TriRE: A Multi-Mechanism Learning Paradigm for Continual Knowledge Retention and Promotion

Published: 21 Sept 2023, Last Modified: 02 Nov 2023NeurIPS 2023 posterEveryoneRevisionsBibTeX
Keywords: Continual Learning, Catastrophic Forgetting, Experience Replay, Lifelong Learning, Bio-Inspired, Active Forgetting, Scalable Neurogenesis
TL;DR: A novel approach to continual learning that leverages task-based neuron saliency to selectively retain and revise important information while actively promoting the learning of less active neurons through rewinding and relearning.
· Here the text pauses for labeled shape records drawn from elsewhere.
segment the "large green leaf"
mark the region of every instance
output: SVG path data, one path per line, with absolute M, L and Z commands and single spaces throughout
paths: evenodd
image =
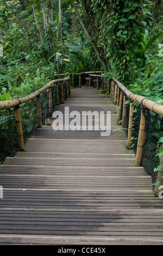
M 161 35 L 162 35 L 162 34 L 163 34 L 163 31 L 161 31 L 161 32 L 159 33 L 156 35 L 153 36 L 153 38 L 151 38 L 151 39 L 150 39 L 147 43 L 146 47 L 145 47 L 145 51 L 146 51 L 148 48 L 149 47 L 149 46 L 150 46 L 150 45 L 151 45 L 152 44 L 155 42 L 158 38 L 159 38 Z

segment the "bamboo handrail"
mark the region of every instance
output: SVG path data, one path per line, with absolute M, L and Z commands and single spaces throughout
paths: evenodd
M 43 93 L 43 92 L 45 92 L 46 90 L 48 89 L 54 83 L 67 81 L 70 80 L 70 77 L 67 77 L 66 78 L 64 79 L 53 80 L 49 83 L 47 83 L 43 87 L 42 87 L 37 91 L 30 94 L 29 95 L 26 96 L 26 97 L 23 97 L 18 100 L 0 101 L 0 110 L 10 109 L 10 108 L 22 104 L 23 103 L 27 102 L 27 101 L 33 100 L 35 97 L 37 97 L 40 94 L 41 94 L 41 93 Z
M 103 77 L 103 76 L 102 75 L 93 75 L 93 74 L 90 74 L 89 76 L 93 76 L 93 77 Z
M 143 96 L 130 92 L 123 84 L 120 83 L 118 80 L 112 77 L 112 79 L 117 84 L 118 87 L 125 93 L 126 96 L 132 101 L 136 101 L 137 103 L 142 105 L 145 108 L 153 111 L 156 114 L 163 116 L 163 106 L 158 104 L 152 100 L 143 97 Z
M 83 75 L 83 74 L 99 74 L 99 73 L 102 73 L 102 71 L 90 71 L 90 72 L 82 72 L 81 73 L 68 73 L 68 76 L 72 76 L 73 75 Z M 60 74 L 60 76 L 64 76 L 65 74 Z M 56 74 L 55 75 L 54 75 L 53 76 L 58 76 L 58 74 Z M 101 76 L 102 76 L 102 75 L 101 75 Z

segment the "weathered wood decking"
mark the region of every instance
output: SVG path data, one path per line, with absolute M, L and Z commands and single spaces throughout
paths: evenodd
M 105 97 L 83 87 L 55 110 L 110 111 L 114 130 L 116 107 Z M 0 166 L 1 245 L 163 245 L 151 178 L 135 167 L 124 131 L 100 132 L 44 126 Z

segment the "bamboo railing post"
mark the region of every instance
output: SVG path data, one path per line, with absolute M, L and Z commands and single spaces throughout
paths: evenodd
M 114 105 L 116 104 L 117 96 L 117 89 L 118 86 L 116 84 L 115 89 L 115 94 L 114 94 Z
M 129 112 L 129 119 L 128 128 L 128 141 L 127 141 L 127 149 L 131 149 L 131 138 L 132 137 L 132 126 L 133 121 L 133 111 L 134 110 L 134 105 L 130 103 L 130 112 Z
M 49 92 L 49 117 L 52 117 L 53 101 L 52 101 L 52 87 L 49 88 L 48 90 Z
M 58 60 L 58 79 L 60 78 L 60 75 L 59 75 L 59 58 Z
M 103 78 L 103 90 L 104 93 L 105 93 L 105 80 L 104 78 Z
M 137 145 L 137 150 L 135 160 L 135 166 L 140 166 L 141 161 L 142 157 L 143 147 L 145 142 L 146 133 L 146 117 L 148 115 L 148 111 L 147 109 L 142 109 L 141 114 L 141 119 L 140 122 L 140 128 L 139 132 L 139 137 Z
M 64 103 L 64 83 L 61 82 L 61 95 L 62 95 L 62 103 Z
M 69 98 L 69 83 L 68 83 L 68 81 L 66 82 L 66 87 L 67 87 L 67 97 Z
M 69 86 L 68 86 L 68 89 L 69 89 L 69 96 L 71 96 L 71 80 L 69 80 Z
M 118 88 L 118 87 L 117 87 L 117 107 L 118 107 L 118 106 L 119 106 L 120 93 L 120 90 Z
M 18 136 L 18 145 L 21 151 L 24 150 L 23 135 L 22 130 L 22 119 L 20 112 L 20 106 L 17 106 L 15 108 L 15 118 L 17 122 L 17 135 Z
M 56 84 L 56 93 L 57 93 L 57 103 L 58 105 L 59 105 L 58 83 L 57 83 L 57 84 Z
M 122 98 L 123 98 L 123 92 L 121 91 L 120 93 L 120 106 L 119 106 L 119 111 L 118 111 L 118 124 L 119 124 L 121 121 L 121 109 L 122 106 Z
M 112 80 L 112 79 L 111 80 L 111 81 L 110 81 L 110 97 L 112 98 L 112 82 L 113 82 L 113 81 Z
M 41 108 L 40 96 L 36 97 L 36 106 L 37 109 L 37 119 L 38 119 L 38 128 L 41 128 Z
M 163 147 L 163 144 L 162 145 L 162 147 Z M 154 193 L 156 197 L 159 196 L 159 192 L 160 192 L 159 191 L 160 186 L 162 186 L 163 185 L 163 155 L 162 155 L 160 157 L 160 166 L 162 166 L 162 168 L 161 170 L 158 170 L 158 172 L 156 182 L 160 181 L 160 183 L 159 186 L 155 186 L 154 189 Z
M 114 100 L 115 91 L 115 83 L 113 82 L 112 97 L 114 98 Z
M 82 80 L 82 74 L 79 75 L 79 88 L 81 88 L 81 80 Z
M 125 95 L 123 96 L 123 112 L 122 112 L 122 127 L 125 128 L 125 121 L 126 117 L 126 96 Z
M 97 76 L 97 90 L 98 90 L 98 77 Z

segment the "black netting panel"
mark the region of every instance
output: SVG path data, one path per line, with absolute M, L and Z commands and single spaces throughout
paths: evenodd
M 124 96 L 124 93 L 123 92 L 123 96 L 122 96 L 122 107 L 121 107 L 121 124 L 122 124 L 122 115 L 123 115 L 123 96 Z
M 130 114 L 130 103 L 128 102 L 128 98 L 127 97 L 126 97 L 126 100 L 127 101 L 126 106 L 126 115 L 125 119 L 125 132 L 126 137 L 128 137 L 128 124 L 129 124 L 129 114 Z
M 79 75 L 72 75 L 71 76 L 71 84 L 73 87 L 79 87 Z
M 24 143 L 26 144 L 37 127 L 37 107 L 35 99 L 21 105 L 21 115 Z
M 92 76 L 91 76 L 90 86 L 94 88 L 97 88 L 97 81 Z
M 64 100 L 66 100 L 67 99 L 67 83 L 66 82 L 64 82 Z
M 42 124 L 45 125 L 49 117 L 49 93 L 47 90 L 40 94 Z
M 153 170 L 159 165 L 160 160 L 156 155 L 159 153 L 161 144 L 158 141 L 163 136 L 163 117 L 148 111 L 147 120 L 146 138 L 143 147 L 142 165 L 147 173 L 151 175 L 152 183 L 156 180 L 157 173 Z M 154 187 L 153 187 L 154 189 Z
M 52 102 L 53 102 L 53 109 L 57 104 L 57 84 L 53 84 L 52 86 Z
M 98 77 L 98 89 L 103 89 L 102 77 Z
M 137 150 L 141 114 L 141 106 L 140 105 L 135 105 L 133 118 L 132 139 L 131 143 L 131 148 L 133 148 L 135 154 L 136 154 Z
M 59 102 L 61 104 L 62 103 L 62 90 L 61 90 L 61 84 L 60 83 L 58 83 L 58 95 L 59 95 Z
M 0 162 L 18 150 L 14 109 L 0 111 Z

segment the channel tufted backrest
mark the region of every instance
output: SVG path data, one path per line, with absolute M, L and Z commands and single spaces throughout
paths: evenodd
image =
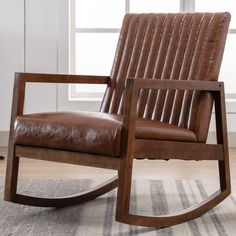
M 217 80 L 229 13 L 127 14 L 101 111 L 122 114 L 129 77 Z M 213 99 L 209 93 L 142 90 L 138 116 L 193 130 L 207 138 Z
Abstract: Continual learning (CL) has remained a persistent challenge for deep neural networks due to catastrophic forgetting (CF) of previously learned tasks. Several techniques such as weight regularization, experience rehearsal, and parameter isolation have been proposed to alleviate CF. Despite their relative success, these research directions have predominantly remained orthogonal and suffer from several shortcomings, while missing out on the advantages of competing strategies. On the contrary, the brain continually learns, accommodates, and transfers knowledge across tasks by simultaneously leveraging several neurophysiological processes, including neurogenesis, active forgetting, neuromodulation, metaplasticity, experience rehearsal, and context-dependent gating, rarely resulting in CF. Inspired by how the brain exploits multiple mechanisms concurrently, we propose TriRE, a novel CL paradigm that encompasses retaining the most prominent neurons for each task, revising and solidifying the extracted knowledge of current and past tasks, and actively promoting less active neurons for subsequent tasks through rewinding and relearning. Across CL settings, TriRE significantly reduces task interference and surpasses different CL approaches considered in isolation.